WASHINGTON — President Donald Trump and North Korean leader Kim Jong Un say they have the same goal — denuclearization of the Korean peninsula — at their upcoming summit in Singapore.
But they disagree fundamentally about what that would look like.
The dispute over the shape, scope and speed of a potential disarmament has stymied international efforts to stop or roll back North Korea’s nuclear weapons program for three decades. It arguably poses the biggest obstacle to a successful summit now that it is back on track for June 12.
Reconciling or finessing that gap — and determining what the secretive police state would get in return for handing over or dismantling its nuclear arsenal — could make the difference between a deal or no deal after the haggling starts.
“The common mistake is to assume when the North Koreans talk about denuclearization of the Korean peninsula, they’re talking about giving up all their weapons,” said Victor Cha, who headed Asian affairs in the National Security Council under President George W. Bush and who participated took in nuclear talks with North Korea at the time.
“It’s not really the way we look at it, which is ‘Crate it up and take it out,” said Cha, who now heads the Korea program at the nonpartisan Center for Strategic and International Studies.
Rather, he said, North Koreans view denuclearization as a long-term aspiration, the way Americans talk of someday abolishing nuclear weapons worldwide. North Korea has a long list of other grievances, and could demand the removal of U.S. troops, or even the U.S. nuclear umbrella, from South Korea.
“It’s an endless list,” said Michael Green, another veteran of Bush administration negotiations with North Korea. “They will keep adding to the list of things we have to do in order for them to denuclearize until the cows come home.”
The broad parameters of a potential deal are well-established. The U.S. side wants North Korea to give up the estimated 20 to 60 nuclear weapons that it has built, and the infrastructure that created them, and presumably the ballistic missiles that can hurl them across the Pacific.

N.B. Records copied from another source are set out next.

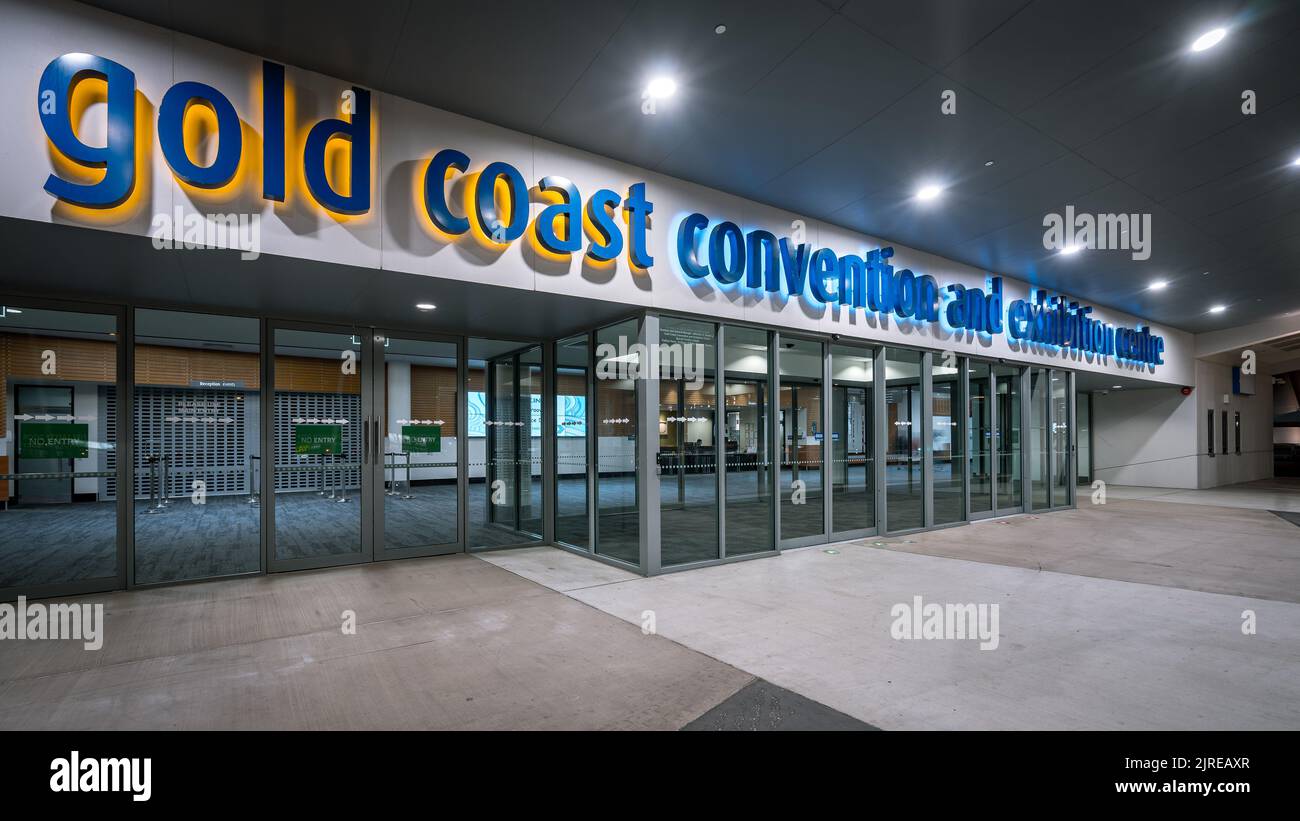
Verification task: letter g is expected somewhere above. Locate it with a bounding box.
[36,53,135,208]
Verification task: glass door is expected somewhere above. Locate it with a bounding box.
[966,361,995,518]
[263,323,366,570]
[363,333,463,559]
[0,300,124,601]
[993,365,1024,516]
[465,339,542,548]
[966,360,1024,520]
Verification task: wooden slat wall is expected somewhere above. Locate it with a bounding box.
[276,356,361,394]
[135,346,261,391]
[411,365,456,436]
[0,334,374,436]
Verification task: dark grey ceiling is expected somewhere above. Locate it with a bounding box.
[76,0,1300,331]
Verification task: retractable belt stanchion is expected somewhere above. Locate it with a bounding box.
[159,453,172,507]
[248,453,261,504]
[144,453,163,513]
[330,453,351,501]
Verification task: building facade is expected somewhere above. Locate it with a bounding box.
[0,0,1206,598]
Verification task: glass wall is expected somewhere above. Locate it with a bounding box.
[1030,368,1052,511]
[993,365,1023,512]
[517,346,543,539]
[0,304,121,592]
[269,327,365,569]
[465,338,542,548]
[376,336,464,557]
[1050,370,1073,507]
[831,344,876,534]
[1074,394,1092,485]
[723,325,776,556]
[966,360,993,516]
[930,357,966,525]
[131,309,261,585]
[884,348,926,531]
[777,336,826,542]
[657,317,720,566]
[595,320,644,564]
[555,334,592,549]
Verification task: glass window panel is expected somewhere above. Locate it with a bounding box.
[595,320,642,564]
[966,361,993,514]
[1052,370,1070,507]
[658,317,719,566]
[993,365,1023,511]
[555,334,590,549]
[274,327,363,560]
[930,356,966,525]
[465,338,542,548]
[885,348,926,531]
[723,325,776,556]
[777,336,826,539]
[1075,394,1092,485]
[831,346,876,533]
[1030,368,1052,511]
[0,303,121,592]
[378,336,462,551]
[131,309,263,585]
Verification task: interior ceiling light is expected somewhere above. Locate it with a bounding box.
[917,183,944,203]
[1192,29,1227,52]
[646,77,677,100]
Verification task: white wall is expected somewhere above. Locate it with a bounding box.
[1092,387,1196,488]
[1195,361,1273,487]
[0,0,1195,385]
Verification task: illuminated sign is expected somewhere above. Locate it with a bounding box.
[38,53,1165,365]
[676,213,1165,365]
[36,53,371,214]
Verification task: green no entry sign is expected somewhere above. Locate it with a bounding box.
[402,425,442,453]
[18,422,90,459]
[294,425,343,456]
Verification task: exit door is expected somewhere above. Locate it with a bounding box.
[966,360,1024,520]
[266,323,464,572]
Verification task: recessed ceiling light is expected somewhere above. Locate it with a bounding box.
[646,77,677,100]
[917,183,944,203]
[1192,29,1227,51]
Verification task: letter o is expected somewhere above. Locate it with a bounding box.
[709,222,745,284]
[159,82,243,188]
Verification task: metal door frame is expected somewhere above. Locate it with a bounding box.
[363,327,468,561]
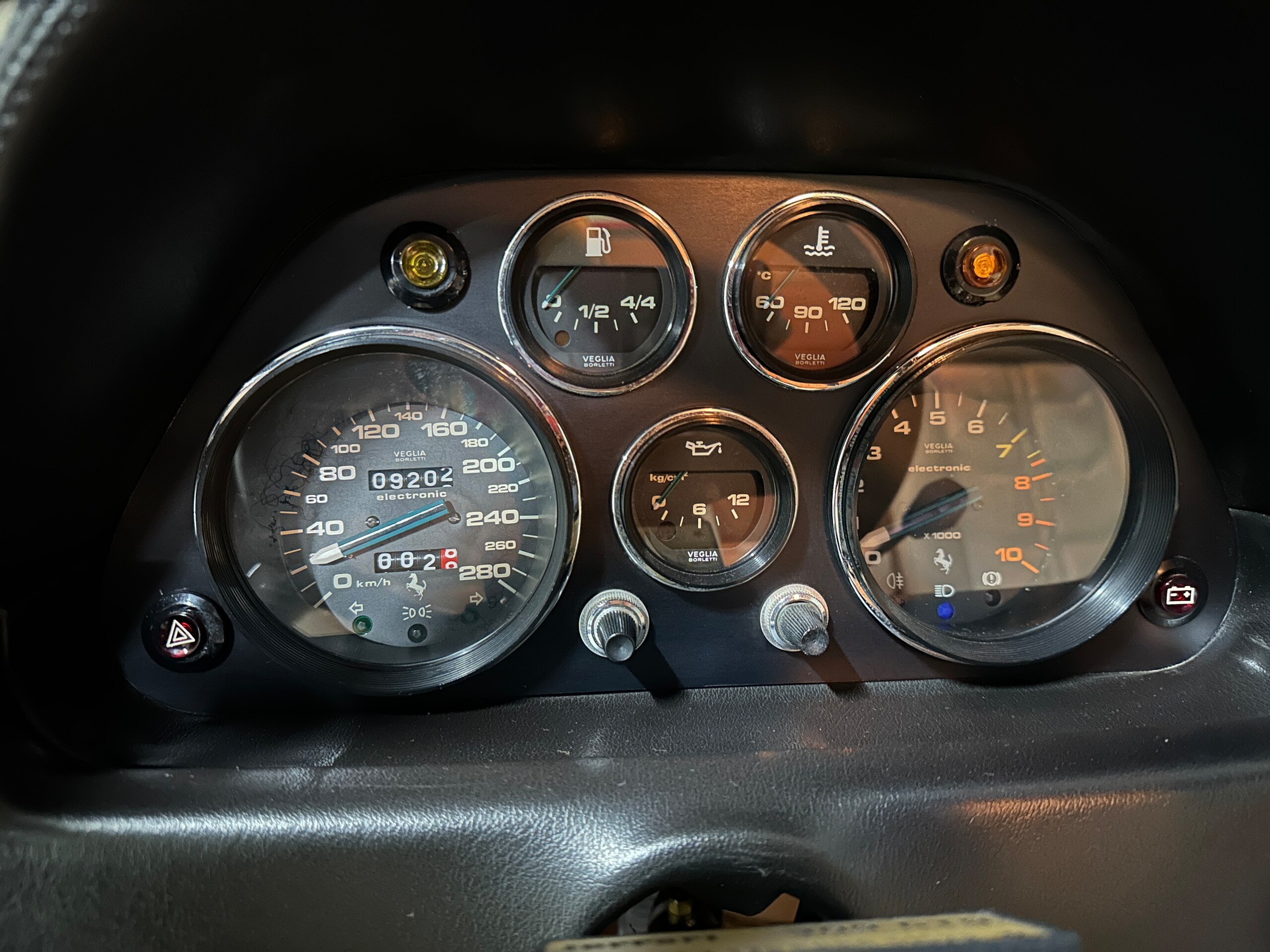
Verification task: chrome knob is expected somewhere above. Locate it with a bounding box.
[758,585,829,656]
[578,589,649,661]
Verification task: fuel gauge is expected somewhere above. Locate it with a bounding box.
[613,409,798,590]
[499,193,695,396]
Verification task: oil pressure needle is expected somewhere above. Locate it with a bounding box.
[653,470,689,508]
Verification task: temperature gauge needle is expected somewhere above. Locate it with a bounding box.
[860,486,983,548]
[309,499,457,565]
[542,264,581,308]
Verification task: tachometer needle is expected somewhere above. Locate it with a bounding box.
[542,264,581,307]
[860,486,983,548]
[309,499,457,565]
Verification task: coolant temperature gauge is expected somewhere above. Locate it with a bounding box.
[724,193,912,390]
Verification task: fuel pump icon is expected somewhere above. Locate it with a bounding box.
[587,227,613,258]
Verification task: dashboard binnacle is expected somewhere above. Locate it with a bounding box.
[112,175,1233,710]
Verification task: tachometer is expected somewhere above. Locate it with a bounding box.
[834,325,1176,664]
[198,327,578,693]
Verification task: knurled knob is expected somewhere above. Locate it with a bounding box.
[758,584,829,656]
[776,601,829,655]
[596,608,637,661]
[578,589,649,661]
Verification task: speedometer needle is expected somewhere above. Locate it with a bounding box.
[309,499,458,565]
[860,486,983,548]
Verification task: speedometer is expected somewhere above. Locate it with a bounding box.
[197,327,578,693]
[833,324,1176,664]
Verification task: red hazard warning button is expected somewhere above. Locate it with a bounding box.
[163,614,203,657]
[141,592,229,671]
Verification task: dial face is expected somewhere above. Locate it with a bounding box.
[852,345,1130,640]
[619,411,795,588]
[734,211,894,382]
[213,340,569,680]
[504,200,692,391]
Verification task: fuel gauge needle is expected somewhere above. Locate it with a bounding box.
[309,499,458,565]
[542,264,581,308]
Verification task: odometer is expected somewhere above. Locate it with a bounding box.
[834,325,1176,664]
[199,329,578,693]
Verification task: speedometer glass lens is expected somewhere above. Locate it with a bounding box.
[837,331,1172,662]
[200,332,575,687]
[501,194,695,394]
[613,410,798,589]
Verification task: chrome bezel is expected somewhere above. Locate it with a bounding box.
[828,322,1177,665]
[498,192,697,396]
[610,406,798,592]
[193,325,581,694]
[723,192,917,391]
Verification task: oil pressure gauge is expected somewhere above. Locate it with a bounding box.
[499,193,696,396]
[724,193,913,390]
[613,409,798,590]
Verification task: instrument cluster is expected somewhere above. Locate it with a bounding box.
[112,175,1233,710]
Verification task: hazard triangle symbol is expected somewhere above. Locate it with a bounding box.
[164,618,198,649]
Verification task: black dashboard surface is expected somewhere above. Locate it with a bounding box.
[0,0,1270,952]
[105,175,1233,711]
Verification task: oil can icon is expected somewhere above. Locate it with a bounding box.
[587,227,613,258]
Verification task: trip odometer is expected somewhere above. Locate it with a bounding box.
[834,325,1176,664]
[198,327,578,693]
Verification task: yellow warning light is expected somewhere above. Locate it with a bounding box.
[401,238,449,290]
[961,242,1010,291]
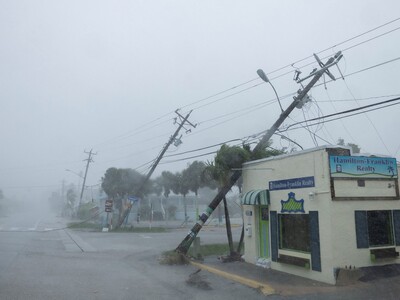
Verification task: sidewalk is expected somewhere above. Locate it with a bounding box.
[191,257,400,299]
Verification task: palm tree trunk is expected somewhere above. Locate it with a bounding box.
[183,195,188,226]
[223,196,235,256]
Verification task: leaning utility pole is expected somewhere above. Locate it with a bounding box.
[78,149,97,207]
[116,109,197,228]
[175,52,342,254]
[139,109,197,191]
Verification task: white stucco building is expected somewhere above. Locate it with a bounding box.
[241,146,400,284]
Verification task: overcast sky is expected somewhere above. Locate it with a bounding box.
[0,0,400,202]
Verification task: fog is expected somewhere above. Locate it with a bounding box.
[0,0,400,212]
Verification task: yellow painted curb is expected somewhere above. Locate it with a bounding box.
[190,261,276,295]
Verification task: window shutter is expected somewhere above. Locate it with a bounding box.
[309,211,321,272]
[270,211,279,261]
[393,210,400,246]
[354,210,369,248]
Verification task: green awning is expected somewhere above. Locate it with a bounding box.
[240,190,269,205]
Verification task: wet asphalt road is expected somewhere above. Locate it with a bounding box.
[0,207,400,300]
[0,213,263,300]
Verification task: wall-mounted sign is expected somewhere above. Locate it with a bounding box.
[281,192,305,213]
[269,176,315,191]
[329,156,397,178]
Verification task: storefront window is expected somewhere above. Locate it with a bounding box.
[367,210,393,247]
[279,214,310,252]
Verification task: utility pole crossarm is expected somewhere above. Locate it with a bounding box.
[117,110,196,228]
[140,110,196,186]
[175,52,342,254]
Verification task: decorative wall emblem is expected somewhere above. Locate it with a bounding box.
[281,192,305,213]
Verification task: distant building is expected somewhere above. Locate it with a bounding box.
[241,146,400,284]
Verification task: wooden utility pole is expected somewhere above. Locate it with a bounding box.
[175,52,342,254]
[78,149,97,207]
[117,109,196,228]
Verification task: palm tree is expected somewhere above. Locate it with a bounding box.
[204,145,250,259]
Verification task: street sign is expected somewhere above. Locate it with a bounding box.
[105,200,113,212]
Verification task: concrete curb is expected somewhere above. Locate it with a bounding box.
[190,261,276,296]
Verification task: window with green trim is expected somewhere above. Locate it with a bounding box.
[279,214,311,252]
[367,210,394,247]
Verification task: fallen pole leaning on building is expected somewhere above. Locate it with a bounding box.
[175,51,342,254]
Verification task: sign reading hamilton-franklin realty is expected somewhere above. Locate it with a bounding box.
[269,176,315,191]
[329,156,397,178]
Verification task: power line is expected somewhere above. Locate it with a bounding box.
[89,18,400,150]
[280,97,400,132]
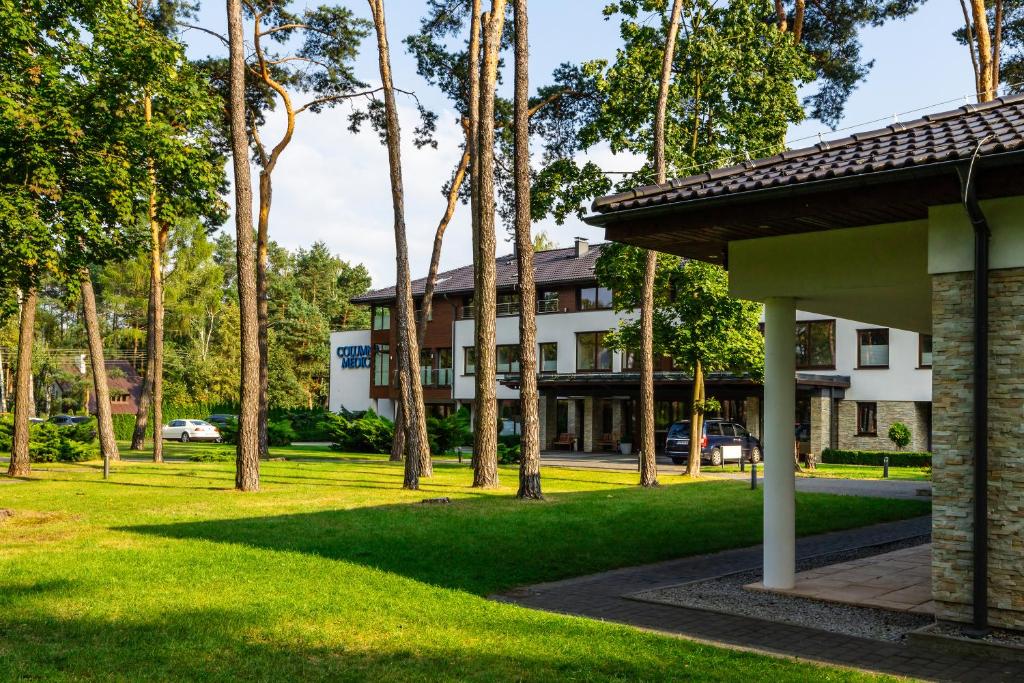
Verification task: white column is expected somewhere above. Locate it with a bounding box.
[763,298,797,589]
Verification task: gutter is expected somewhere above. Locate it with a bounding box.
[583,147,1024,227]
[956,143,991,638]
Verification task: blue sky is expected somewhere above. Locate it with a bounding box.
[183,0,973,286]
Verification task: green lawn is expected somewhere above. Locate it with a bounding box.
[800,464,932,481]
[0,446,929,681]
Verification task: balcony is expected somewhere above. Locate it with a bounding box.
[420,368,455,387]
[460,299,558,321]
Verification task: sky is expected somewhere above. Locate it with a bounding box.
[183,0,974,288]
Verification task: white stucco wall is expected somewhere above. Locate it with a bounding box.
[452,310,635,400]
[328,330,372,413]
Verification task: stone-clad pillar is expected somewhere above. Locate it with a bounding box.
[932,268,1024,630]
[580,396,597,453]
[810,390,831,462]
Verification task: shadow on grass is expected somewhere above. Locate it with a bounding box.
[120,481,929,595]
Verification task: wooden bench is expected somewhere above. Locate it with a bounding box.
[551,432,575,451]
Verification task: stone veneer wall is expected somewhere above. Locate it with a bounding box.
[835,401,934,455]
[932,268,1024,629]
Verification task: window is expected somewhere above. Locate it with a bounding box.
[495,294,519,315]
[857,329,889,368]
[541,342,558,373]
[918,335,932,368]
[537,290,558,313]
[495,344,519,374]
[797,321,836,370]
[374,344,391,386]
[577,332,611,372]
[580,287,611,310]
[857,403,879,436]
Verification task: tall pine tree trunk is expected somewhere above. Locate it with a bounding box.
[256,169,273,458]
[7,287,38,477]
[81,269,121,462]
[368,0,430,489]
[129,280,157,451]
[473,0,506,488]
[227,0,259,492]
[513,0,544,500]
[640,0,683,486]
[686,360,706,477]
[466,0,481,471]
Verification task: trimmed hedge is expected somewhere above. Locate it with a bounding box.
[821,449,932,467]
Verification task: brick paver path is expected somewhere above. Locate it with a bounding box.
[494,517,1024,682]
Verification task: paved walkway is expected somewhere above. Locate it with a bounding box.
[745,543,935,615]
[495,517,1024,682]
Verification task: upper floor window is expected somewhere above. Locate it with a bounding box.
[580,287,611,310]
[495,294,519,315]
[918,335,932,368]
[797,321,836,370]
[537,290,558,313]
[495,344,519,374]
[577,332,611,372]
[857,328,889,368]
[374,306,391,330]
[374,344,391,386]
[541,342,558,373]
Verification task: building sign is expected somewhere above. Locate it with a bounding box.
[335,346,371,370]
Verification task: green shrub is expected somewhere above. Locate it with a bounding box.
[821,449,932,467]
[889,422,910,451]
[324,411,394,453]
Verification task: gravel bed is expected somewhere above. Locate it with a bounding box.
[928,622,1024,648]
[627,536,934,641]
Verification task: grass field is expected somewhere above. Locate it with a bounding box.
[0,446,929,681]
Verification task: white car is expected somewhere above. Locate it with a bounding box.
[163,420,223,443]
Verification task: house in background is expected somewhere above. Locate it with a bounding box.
[329,239,931,456]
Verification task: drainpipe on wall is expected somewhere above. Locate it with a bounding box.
[956,143,991,638]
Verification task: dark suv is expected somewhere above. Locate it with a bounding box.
[665,420,761,465]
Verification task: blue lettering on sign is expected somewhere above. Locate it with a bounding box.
[335,346,373,370]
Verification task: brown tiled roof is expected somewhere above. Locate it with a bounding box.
[352,244,604,303]
[588,95,1024,216]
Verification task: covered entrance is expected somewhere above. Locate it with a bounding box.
[589,96,1024,632]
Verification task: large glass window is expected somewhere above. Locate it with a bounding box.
[577,332,611,372]
[374,344,391,386]
[541,342,558,373]
[797,321,836,370]
[857,402,879,436]
[918,335,932,368]
[857,328,889,368]
[495,344,519,374]
[580,287,611,310]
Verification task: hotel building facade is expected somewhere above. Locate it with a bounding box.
[330,239,932,454]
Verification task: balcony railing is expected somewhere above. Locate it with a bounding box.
[420,368,455,387]
[462,299,558,321]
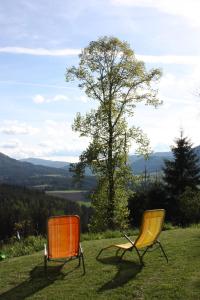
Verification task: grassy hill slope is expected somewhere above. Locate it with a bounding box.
[0,228,200,300]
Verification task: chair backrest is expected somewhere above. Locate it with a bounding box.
[47,216,80,258]
[135,209,165,248]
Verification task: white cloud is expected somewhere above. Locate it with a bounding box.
[0,120,39,135]
[0,47,81,56]
[0,140,21,150]
[136,54,200,65]
[111,0,200,27]
[33,94,69,104]
[33,95,45,104]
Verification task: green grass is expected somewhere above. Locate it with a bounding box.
[0,227,200,300]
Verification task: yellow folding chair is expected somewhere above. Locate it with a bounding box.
[97,209,168,264]
[44,215,85,274]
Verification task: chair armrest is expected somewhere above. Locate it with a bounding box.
[124,233,134,246]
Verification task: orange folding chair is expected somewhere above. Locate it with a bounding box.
[44,215,85,274]
[97,209,168,264]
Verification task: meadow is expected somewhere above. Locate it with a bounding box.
[0,226,200,300]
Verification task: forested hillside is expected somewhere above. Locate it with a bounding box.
[0,184,91,240]
[0,153,95,190]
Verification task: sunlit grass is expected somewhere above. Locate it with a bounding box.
[0,228,200,300]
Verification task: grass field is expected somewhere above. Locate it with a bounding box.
[0,228,200,300]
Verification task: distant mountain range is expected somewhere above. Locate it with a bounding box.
[0,153,95,190]
[0,146,200,190]
[20,157,70,169]
[22,146,200,175]
[21,152,172,175]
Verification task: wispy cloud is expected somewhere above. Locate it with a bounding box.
[33,94,69,104]
[136,55,200,65]
[0,80,70,89]
[0,120,39,135]
[111,0,200,27]
[0,47,81,56]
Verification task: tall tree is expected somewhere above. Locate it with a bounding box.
[66,37,161,230]
[163,130,200,197]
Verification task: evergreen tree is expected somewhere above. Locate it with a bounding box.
[66,37,161,230]
[163,131,200,222]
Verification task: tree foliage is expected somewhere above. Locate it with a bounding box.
[163,131,200,223]
[66,37,161,230]
[163,131,200,196]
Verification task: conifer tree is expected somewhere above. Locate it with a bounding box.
[164,131,200,197]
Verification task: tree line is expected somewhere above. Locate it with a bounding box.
[0,184,91,240]
[129,131,200,226]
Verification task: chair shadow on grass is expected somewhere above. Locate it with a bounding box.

In exchange, Trump can offer U.S. security guarantees for the regime in Pyongyang, better relations with Washington and its allies in Japan and South Korea and easing of international economic sanctions that have strangled North Korea’s ability to trade with the outside world. Trump has signaled that he won’t offer financial aid, though he has suggested he would ask Asian allies to do so.
Whether that’s enough — or whether North Korea is really prepared to give up a weapons program that has consumed much of the impoverished country’s energy and resources for decades — remains to be seen.